神妙(しんみょう)な面持ちで私を守るように抱いてくださったけど―――――――――




ポンポン。


「え?」





肩を叩かれる。

見上げれば、にんまりと猫みたいな口で笑っている烈司さん。

笑顔で首を横にふると、人差し指を立てて伊吹陽翔のお墓を指さした。




「え・・・?」

「烈司??」

(なに?どういうこと??)




烈司さんが何を伝えようとしてるのか。




(まさか・・・幽霊になってる伊吹陽翔さんが出てきた?見えるの??)




〔★凛はホラーな可能性を予想した★〕





なにか理由はあるのだろう。

そう思って、彼が指さす方をみんなで凝視(ぎょうし)する。

最初は、墓石を指さしているのかと思ったけど・・・・





「・・・・伊吹陽翔さんのお墓の後ろの後ろのお墓。」

「凛たん、よくできました。

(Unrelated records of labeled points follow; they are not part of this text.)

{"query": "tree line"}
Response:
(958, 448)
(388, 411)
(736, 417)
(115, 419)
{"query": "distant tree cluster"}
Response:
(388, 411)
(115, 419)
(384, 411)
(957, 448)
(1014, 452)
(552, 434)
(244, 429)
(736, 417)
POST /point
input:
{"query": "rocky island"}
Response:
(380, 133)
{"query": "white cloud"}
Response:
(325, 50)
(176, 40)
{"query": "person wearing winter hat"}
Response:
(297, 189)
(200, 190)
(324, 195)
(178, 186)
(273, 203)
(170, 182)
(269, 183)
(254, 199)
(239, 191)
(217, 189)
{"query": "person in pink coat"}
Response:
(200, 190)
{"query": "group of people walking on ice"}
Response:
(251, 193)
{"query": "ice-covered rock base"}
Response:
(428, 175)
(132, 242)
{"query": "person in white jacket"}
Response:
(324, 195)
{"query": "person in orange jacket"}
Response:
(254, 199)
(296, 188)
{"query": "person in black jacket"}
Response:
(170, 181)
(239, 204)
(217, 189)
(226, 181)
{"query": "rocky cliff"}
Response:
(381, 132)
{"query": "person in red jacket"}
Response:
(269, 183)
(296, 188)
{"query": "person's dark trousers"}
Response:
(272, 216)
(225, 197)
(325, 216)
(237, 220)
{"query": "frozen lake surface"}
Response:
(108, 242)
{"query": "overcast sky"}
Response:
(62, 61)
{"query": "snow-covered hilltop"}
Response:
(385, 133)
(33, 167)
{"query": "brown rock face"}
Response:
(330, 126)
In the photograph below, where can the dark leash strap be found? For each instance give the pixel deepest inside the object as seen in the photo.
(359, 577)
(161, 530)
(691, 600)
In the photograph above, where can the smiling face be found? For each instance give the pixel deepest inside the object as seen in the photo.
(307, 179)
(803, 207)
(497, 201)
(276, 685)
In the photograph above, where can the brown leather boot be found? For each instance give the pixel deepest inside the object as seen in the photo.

」






そうそうと言いながら、烈司さんが頭をなでてくれた。

それで誰からともなく、顔を合わせ合って、そちらへと進んだ。




(伊吹陽翔さんじゃなくて、伊吹陽翔さんのお墓の後ろの後ろ??)





近づくにつれ、すすり泣きが大きくなる。

ドキドキしながら、足音を消し、静かに身をかがめてのぞき込めば―――――――――――






「あ?」

「「「「あっ!?」」」」






人がいた。

それも、見覚えのあるメンバー。